What CRM Looks Like in Action
CRM solutions are being leveraged by many businesses and industries today. The beauty of the technology is that it can be adapted to meet the needs of its users, meaning it remains functional no matter what the goal or focus is. Here are some examples of companies using CRM in the real world:
Video Games and Entertainment
Activision explicitly uses their CRM solution — Marketing Cloud by Salesforce — to monitor social media discussions surrounding their products. The tool zeroes in on what their audience is talking about and allows company reps to respond and interact. In fact, they’ve leveraged it as a way to provide cheaper, more effective customer service via social media channels. The result is a 25% decreased cost in customer service-related operating expenses while also netting an increase in customer satisfaction.

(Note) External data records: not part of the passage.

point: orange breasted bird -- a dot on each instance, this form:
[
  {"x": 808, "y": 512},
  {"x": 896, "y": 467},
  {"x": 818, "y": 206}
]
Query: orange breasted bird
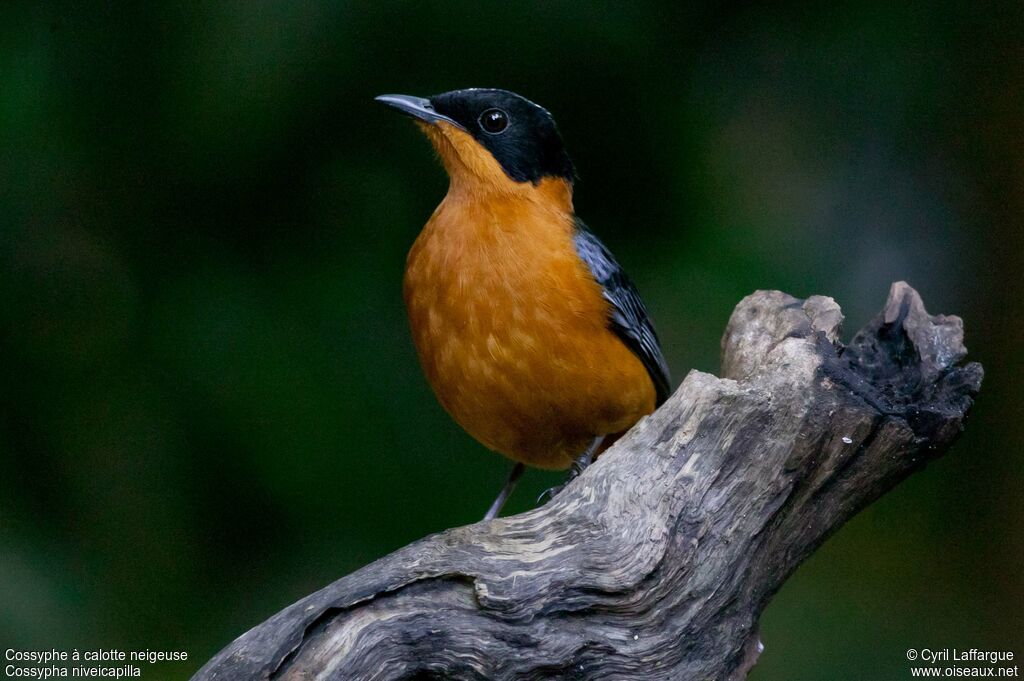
[{"x": 529, "y": 333}]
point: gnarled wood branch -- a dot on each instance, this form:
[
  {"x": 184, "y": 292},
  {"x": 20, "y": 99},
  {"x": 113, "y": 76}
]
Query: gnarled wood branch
[{"x": 657, "y": 561}]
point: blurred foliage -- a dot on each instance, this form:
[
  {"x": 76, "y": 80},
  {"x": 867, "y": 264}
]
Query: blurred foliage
[{"x": 210, "y": 401}]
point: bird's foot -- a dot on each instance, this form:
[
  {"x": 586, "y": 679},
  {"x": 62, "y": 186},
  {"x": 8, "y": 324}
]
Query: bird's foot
[{"x": 576, "y": 469}]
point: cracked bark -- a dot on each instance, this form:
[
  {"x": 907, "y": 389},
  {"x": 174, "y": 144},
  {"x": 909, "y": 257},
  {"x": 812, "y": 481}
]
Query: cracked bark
[{"x": 657, "y": 561}]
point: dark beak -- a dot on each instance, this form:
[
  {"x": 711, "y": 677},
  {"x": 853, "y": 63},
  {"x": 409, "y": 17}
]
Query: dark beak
[{"x": 417, "y": 108}]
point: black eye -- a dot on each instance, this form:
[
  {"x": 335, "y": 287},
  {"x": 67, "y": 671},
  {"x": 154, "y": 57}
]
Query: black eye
[{"x": 494, "y": 121}]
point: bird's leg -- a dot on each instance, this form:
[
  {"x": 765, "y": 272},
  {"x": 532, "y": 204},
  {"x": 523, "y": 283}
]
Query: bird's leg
[
  {"x": 506, "y": 492},
  {"x": 576, "y": 469}
]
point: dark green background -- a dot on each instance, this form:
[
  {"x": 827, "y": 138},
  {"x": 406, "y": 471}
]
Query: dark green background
[{"x": 210, "y": 400}]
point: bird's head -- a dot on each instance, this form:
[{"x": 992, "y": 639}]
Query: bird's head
[{"x": 491, "y": 139}]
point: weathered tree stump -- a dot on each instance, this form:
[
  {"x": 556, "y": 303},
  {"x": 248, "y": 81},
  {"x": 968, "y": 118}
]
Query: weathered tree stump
[{"x": 657, "y": 561}]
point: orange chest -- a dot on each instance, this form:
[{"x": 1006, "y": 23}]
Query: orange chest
[
  {"x": 479, "y": 274},
  {"x": 512, "y": 332}
]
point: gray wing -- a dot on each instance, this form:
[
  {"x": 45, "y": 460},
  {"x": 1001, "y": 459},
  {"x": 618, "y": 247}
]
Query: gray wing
[{"x": 629, "y": 315}]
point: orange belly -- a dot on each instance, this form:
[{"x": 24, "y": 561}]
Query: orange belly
[{"x": 512, "y": 333}]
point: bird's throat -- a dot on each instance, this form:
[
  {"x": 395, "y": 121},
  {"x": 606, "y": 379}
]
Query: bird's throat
[{"x": 475, "y": 175}]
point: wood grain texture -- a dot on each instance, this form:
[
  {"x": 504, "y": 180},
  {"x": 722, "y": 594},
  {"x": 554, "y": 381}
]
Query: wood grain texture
[{"x": 656, "y": 562}]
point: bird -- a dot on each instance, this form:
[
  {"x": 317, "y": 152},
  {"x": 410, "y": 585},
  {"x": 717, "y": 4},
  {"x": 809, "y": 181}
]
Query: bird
[{"x": 532, "y": 337}]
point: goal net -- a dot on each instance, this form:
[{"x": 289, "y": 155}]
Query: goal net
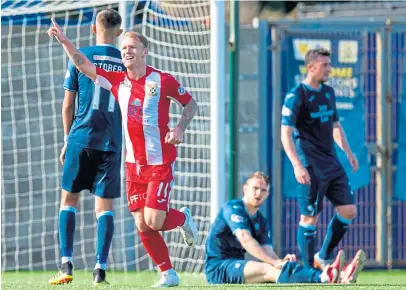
[{"x": 32, "y": 71}]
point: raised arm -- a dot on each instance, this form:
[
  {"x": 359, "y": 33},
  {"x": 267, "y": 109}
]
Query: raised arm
[{"x": 77, "y": 58}]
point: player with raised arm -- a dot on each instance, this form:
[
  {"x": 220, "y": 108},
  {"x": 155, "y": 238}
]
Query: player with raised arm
[
  {"x": 91, "y": 155},
  {"x": 144, "y": 95},
  {"x": 241, "y": 229},
  {"x": 309, "y": 112}
]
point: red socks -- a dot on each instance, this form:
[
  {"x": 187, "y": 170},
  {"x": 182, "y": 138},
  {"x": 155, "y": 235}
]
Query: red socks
[{"x": 156, "y": 248}]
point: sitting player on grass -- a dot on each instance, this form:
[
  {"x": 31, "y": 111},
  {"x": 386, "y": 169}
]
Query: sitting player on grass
[{"x": 240, "y": 228}]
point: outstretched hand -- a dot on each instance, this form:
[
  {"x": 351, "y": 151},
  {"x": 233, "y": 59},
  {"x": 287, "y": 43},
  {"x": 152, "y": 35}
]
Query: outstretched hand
[{"x": 55, "y": 30}]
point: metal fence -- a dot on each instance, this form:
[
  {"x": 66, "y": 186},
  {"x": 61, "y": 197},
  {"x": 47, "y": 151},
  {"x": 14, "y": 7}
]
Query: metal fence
[{"x": 380, "y": 226}]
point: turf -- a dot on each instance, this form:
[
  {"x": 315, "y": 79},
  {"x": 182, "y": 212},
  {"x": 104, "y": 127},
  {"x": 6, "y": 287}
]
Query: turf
[{"x": 143, "y": 280}]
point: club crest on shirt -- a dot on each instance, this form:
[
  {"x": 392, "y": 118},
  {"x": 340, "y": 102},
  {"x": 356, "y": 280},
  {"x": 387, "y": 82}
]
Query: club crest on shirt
[
  {"x": 151, "y": 89},
  {"x": 126, "y": 83},
  {"x": 136, "y": 102},
  {"x": 181, "y": 90}
]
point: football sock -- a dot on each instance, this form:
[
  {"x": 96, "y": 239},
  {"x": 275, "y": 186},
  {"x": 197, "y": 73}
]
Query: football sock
[
  {"x": 174, "y": 219},
  {"x": 105, "y": 230},
  {"x": 156, "y": 248},
  {"x": 306, "y": 236},
  {"x": 67, "y": 220}
]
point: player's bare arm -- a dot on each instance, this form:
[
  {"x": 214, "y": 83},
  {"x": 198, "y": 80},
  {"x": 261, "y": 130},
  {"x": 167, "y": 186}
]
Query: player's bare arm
[
  {"x": 253, "y": 247},
  {"x": 78, "y": 59},
  {"x": 175, "y": 136},
  {"x": 341, "y": 140},
  {"x": 270, "y": 251},
  {"x": 68, "y": 109},
  {"x": 301, "y": 173}
]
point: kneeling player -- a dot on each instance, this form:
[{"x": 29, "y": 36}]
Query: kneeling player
[{"x": 241, "y": 228}]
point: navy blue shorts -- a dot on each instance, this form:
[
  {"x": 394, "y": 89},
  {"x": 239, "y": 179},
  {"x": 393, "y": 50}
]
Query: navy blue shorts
[
  {"x": 225, "y": 271},
  {"x": 95, "y": 170},
  {"x": 336, "y": 189}
]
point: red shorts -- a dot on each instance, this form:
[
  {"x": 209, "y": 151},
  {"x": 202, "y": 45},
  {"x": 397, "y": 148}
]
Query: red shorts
[{"x": 149, "y": 185}]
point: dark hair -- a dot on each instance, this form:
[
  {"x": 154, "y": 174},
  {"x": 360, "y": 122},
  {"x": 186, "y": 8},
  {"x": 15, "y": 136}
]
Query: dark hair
[
  {"x": 312, "y": 54},
  {"x": 109, "y": 18},
  {"x": 259, "y": 175}
]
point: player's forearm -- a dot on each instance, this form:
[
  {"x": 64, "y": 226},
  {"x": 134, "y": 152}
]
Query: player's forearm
[
  {"x": 67, "y": 117},
  {"x": 189, "y": 111},
  {"x": 289, "y": 145},
  {"x": 79, "y": 60},
  {"x": 269, "y": 250},
  {"x": 340, "y": 138}
]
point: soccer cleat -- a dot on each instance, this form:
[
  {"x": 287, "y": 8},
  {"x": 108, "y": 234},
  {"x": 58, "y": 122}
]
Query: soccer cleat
[
  {"x": 320, "y": 263},
  {"x": 169, "y": 278},
  {"x": 189, "y": 230},
  {"x": 99, "y": 277},
  {"x": 331, "y": 273},
  {"x": 64, "y": 275},
  {"x": 351, "y": 271}
]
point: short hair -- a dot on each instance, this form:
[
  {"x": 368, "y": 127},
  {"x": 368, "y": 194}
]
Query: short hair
[
  {"x": 138, "y": 36},
  {"x": 109, "y": 18},
  {"x": 259, "y": 175},
  {"x": 313, "y": 54}
]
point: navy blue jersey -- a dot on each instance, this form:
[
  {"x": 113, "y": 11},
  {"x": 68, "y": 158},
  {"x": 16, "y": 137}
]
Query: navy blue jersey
[
  {"x": 97, "y": 122},
  {"x": 313, "y": 113},
  {"x": 222, "y": 242}
]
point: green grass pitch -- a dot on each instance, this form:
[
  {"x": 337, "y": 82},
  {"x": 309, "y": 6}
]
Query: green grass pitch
[{"x": 395, "y": 279}]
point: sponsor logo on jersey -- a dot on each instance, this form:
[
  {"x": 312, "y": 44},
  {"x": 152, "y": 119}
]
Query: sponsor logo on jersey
[
  {"x": 286, "y": 111},
  {"x": 126, "y": 83},
  {"x": 151, "y": 89}
]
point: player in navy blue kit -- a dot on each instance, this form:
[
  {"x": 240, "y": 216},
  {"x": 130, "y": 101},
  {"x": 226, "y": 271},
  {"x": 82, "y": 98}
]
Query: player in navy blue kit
[
  {"x": 239, "y": 229},
  {"x": 309, "y": 113},
  {"x": 91, "y": 155}
]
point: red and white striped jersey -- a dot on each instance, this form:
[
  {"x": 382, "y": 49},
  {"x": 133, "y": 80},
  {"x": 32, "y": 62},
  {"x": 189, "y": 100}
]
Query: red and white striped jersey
[{"x": 144, "y": 108}]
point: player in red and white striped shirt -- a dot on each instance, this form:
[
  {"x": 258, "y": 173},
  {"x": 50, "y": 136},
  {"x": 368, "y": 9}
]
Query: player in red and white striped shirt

Contracting, Construction, and Design
For a small business, sustained customer relationships and positive word-of-mouth advertising are critical to remaining afloat. But managing these aspects of a business, along with all the necessary internal tasks, can be incredibly difficult in the construction and development industry. CRM solutions can help alleviate a lot of these issues as well as enable paperless and digital operations: something a lot of the industry is behind on. Employee scheduling, time tracking, customer interactions, and data entry can all be simplified and streamlined with the appropriate CRM tool.
Food and Beverage
KFC has leveraged its CRM solution not just for simple data collection, but also to power a customer loyalty app and service. All interactions and engagements are recorded, processed and leveraged to deliver more personalized experiences to loyal customers. For instance, the loyalty app will make a note of each customer’s current location and offer local deals and promotions for their closest restaurant. It will also track in-app habits and actions to provide more targeted marketing experiences.

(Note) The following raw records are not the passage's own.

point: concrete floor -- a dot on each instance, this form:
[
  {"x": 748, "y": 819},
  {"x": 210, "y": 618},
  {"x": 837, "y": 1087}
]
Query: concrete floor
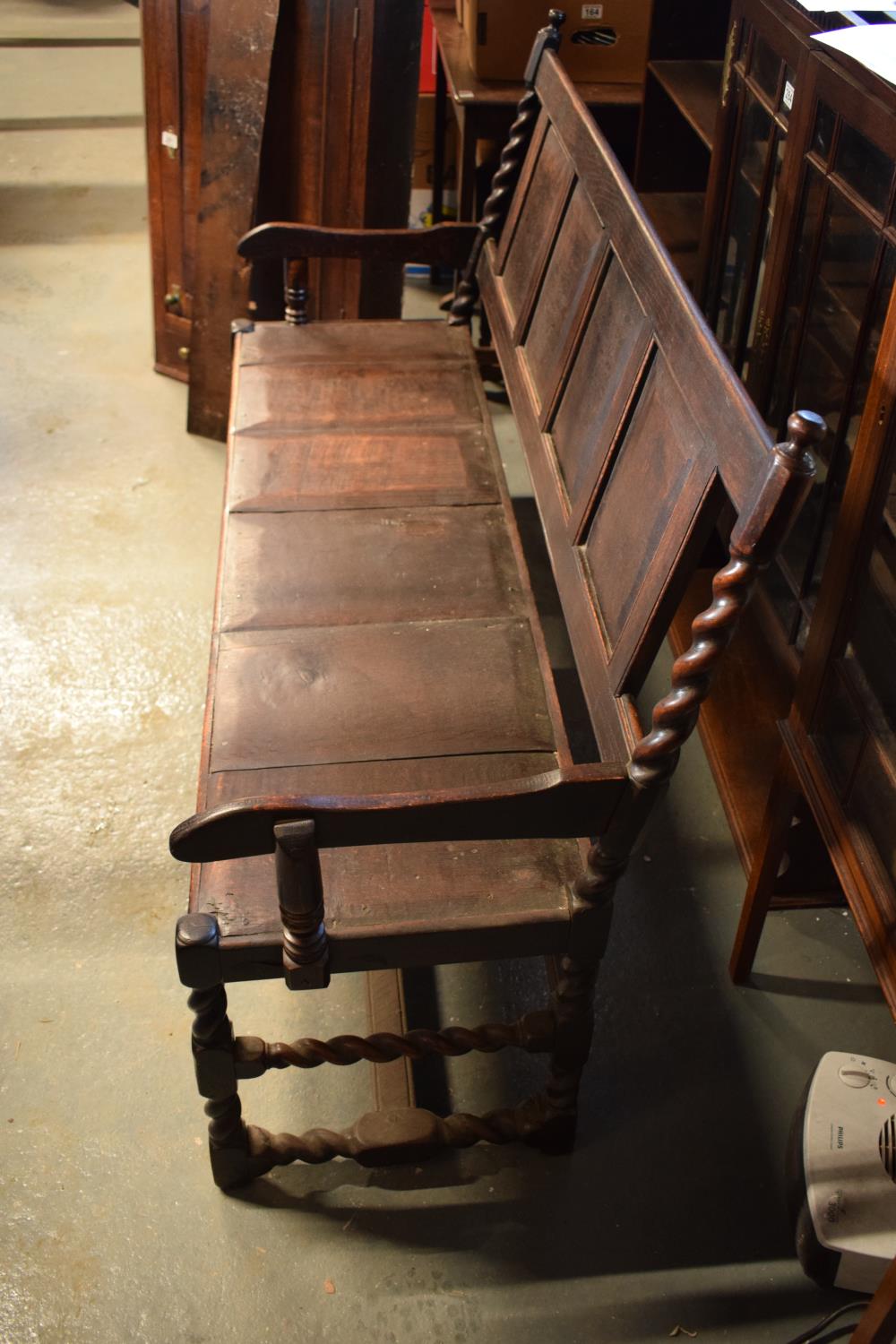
[{"x": 669, "y": 1212}]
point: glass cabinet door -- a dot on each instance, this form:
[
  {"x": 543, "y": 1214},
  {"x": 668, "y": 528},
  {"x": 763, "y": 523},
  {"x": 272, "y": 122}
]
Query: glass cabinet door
[
  {"x": 839, "y": 280},
  {"x": 759, "y": 91}
]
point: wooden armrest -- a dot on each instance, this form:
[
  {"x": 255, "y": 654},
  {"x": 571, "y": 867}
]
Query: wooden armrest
[
  {"x": 444, "y": 245},
  {"x": 559, "y": 804}
]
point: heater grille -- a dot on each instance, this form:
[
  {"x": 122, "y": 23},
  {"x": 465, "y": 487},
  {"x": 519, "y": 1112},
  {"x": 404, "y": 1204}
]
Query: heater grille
[{"x": 887, "y": 1145}]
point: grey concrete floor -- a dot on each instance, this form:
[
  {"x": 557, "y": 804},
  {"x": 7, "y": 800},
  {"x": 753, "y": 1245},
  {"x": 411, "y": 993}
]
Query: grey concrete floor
[{"x": 669, "y": 1212}]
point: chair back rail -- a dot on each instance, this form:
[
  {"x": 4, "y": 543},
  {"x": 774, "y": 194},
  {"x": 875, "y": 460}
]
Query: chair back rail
[{"x": 634, "y": 426}]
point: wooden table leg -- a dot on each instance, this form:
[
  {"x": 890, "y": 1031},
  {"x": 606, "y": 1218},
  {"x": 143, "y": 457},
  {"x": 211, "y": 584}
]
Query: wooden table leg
[
  {"x": 392, "y": 1082},
  {"x": 780, "y": 811},
  {"x": 879, "y": 1322}
]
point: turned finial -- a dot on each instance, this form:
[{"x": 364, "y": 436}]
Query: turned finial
[{"x": 805, "y": 430}]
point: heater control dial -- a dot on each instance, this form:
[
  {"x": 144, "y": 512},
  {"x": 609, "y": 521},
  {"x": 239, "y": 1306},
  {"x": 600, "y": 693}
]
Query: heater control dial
[{"x": 855, "y": 1075}]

Online Retail and E-commerce
Of course, one of the more obvious use cases of CRM can be seen in the way Amazon interacts with and engages its customers. With the help of CRM software from Oracle, Amazon can deliver much more targeted interactions with its online and mobile customers. For instance, it sends out emails with recommended purchases based on browsing or recent purchase history. Personalized pricing is delivered based on location, product availability and more — all of which requires a detailed user and local data. Customers are also contacted to participate in surveys and provide feedback, like reviews on products they just bought, and much more.
What Can a CRM Do for You?
Because of its scalability and adaptability, it’s tough to nail down exactly how a CRM solution is going to impact varying businesses. Not to mention: each team will implement and leverage the technology in different ways. You can see this in how KFC uses it to power their customer rewards program, compared to construction, where it’s more of an organizational and support tool. That said, recent studies have shown that for companies that use a CRM, the average return on investment is about $8.71 for each dollar spent. That number continues to increase as more organizations achieve success as a result of the technology. Knowing that there’s no doubt that a CRM solution can and will help your business.